I was leaving the tip when her eyes caught the remnants left on my plate.
“You didn’t eat your omelet.”
“I ate half of it.”
“You look thin.”
“Thank you.”
“I don’t mean it as a compliment.”
“I’m not hungry.” Panic bumped up against the edge of my voice.
“You need to take care of—”
“Sidney, let’s go. I’m old. My metabolism is so slow. You eat less when you’re old, it’s just a fact. You need less. You want to talk? Let’s GO.”
And once again, the bumpkin at the counter, shirt riding up and pants riding down, his face greasy from his burger, with little white shreds of napkin stuck in the stubble of his mustache, looked over at us.

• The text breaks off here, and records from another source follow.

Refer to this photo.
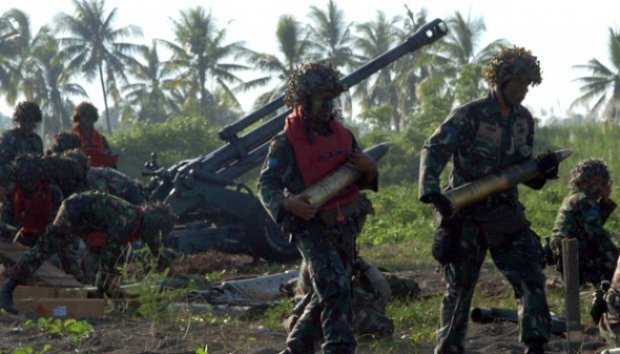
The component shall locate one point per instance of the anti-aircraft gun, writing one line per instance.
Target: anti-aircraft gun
(218, 212)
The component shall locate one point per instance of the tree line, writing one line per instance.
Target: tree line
(200, 76)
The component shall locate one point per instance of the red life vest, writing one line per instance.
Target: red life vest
(96, 240)
(32, 214)
(93, 148)
(323, 156)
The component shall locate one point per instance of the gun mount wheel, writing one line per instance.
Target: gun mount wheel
(273, 245)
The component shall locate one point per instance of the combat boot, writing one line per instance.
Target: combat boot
(6, 296)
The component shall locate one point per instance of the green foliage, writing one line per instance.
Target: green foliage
(418, 317)
(177, 139)
(398, 217)
(75, 330)
(155, 304)
(204, 350)
(469, 84)
(26, 349)
(273, 316)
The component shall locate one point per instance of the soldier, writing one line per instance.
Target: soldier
(94, 145)
(32, 201)
(606, 307)
(313, 145)
(480, 138)
(105, 223)
(370, 295)
(582, 215)
(21, 139)
(70, 170)
(64, 141)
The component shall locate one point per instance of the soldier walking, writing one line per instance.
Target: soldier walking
(480, 138)
(313, 145)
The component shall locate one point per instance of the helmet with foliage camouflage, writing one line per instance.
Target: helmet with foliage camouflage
(68, 170)
(27, 110)
(589, 177)
(513, 62)
(65, 141)
(85, 110)
(27, 168)
(310, 79)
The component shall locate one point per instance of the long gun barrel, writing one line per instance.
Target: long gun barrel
(477, 190)
(239, 146)
(490, 314)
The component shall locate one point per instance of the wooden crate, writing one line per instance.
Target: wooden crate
(62, 307)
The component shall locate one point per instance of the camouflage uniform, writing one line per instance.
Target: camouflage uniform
(109, 180)
(582, 216)
(12, 143)
(105, 223)
(480, 141)
(327, 247)
(8, 213)
(368, 302)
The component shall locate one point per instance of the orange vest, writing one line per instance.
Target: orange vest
(326, 154)
(94, 149)
(32, 214)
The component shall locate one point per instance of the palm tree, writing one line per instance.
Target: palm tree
(14, 39)
(293, 44)
(147, 89)
(47, 78)
(460, 51)
(96, 47)
(603, 83)
(374, 39)
(199, 54)
(412, 69)
(330, 35)
(331, 39)
(463, 40)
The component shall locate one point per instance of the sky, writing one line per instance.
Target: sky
(561, 33)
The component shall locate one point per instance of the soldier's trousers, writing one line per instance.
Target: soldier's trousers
(55, 239)
(329, 308)
(520, 261)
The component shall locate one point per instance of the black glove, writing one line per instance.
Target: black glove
(548, 164)
(441, 203)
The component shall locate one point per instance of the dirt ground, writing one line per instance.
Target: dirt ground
(122, 334)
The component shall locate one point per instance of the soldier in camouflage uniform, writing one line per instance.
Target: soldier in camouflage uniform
(582, 216)
(480, 138)
(71, 171)
(64, 141)
(371, 293)
(105, 223)
(313, 145)
(609, 325)
(32, 201)
(94, 145)
(21, 139)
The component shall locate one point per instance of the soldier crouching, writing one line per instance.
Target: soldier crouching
(105, 223)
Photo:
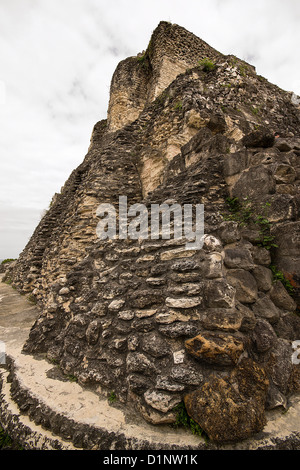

He smirked or smiled, I couldn’t tell which. I gestured for Sid to go ahead of me and she walked out of the diner. He watched her pass, looking ostentatiously at her rear as she exited. A power move, performed to assert himself and to warn me. The look was to let me know that no matter how androgynous she may come across, he could still find a hole to stick his dick in if he so chose. As I mentioned, it was an old boxcar diner, and so the exit was extremely narrow. I spent some time pretending to count change in the plastic check tray, then after Sid had fully exited I took an unused straw from our table and, as I squeezed past the man, took the opportunity to plant it directly in the exposed darkened crevice between his left and right buttocks, so it stuck out from his flesh like an erect tail.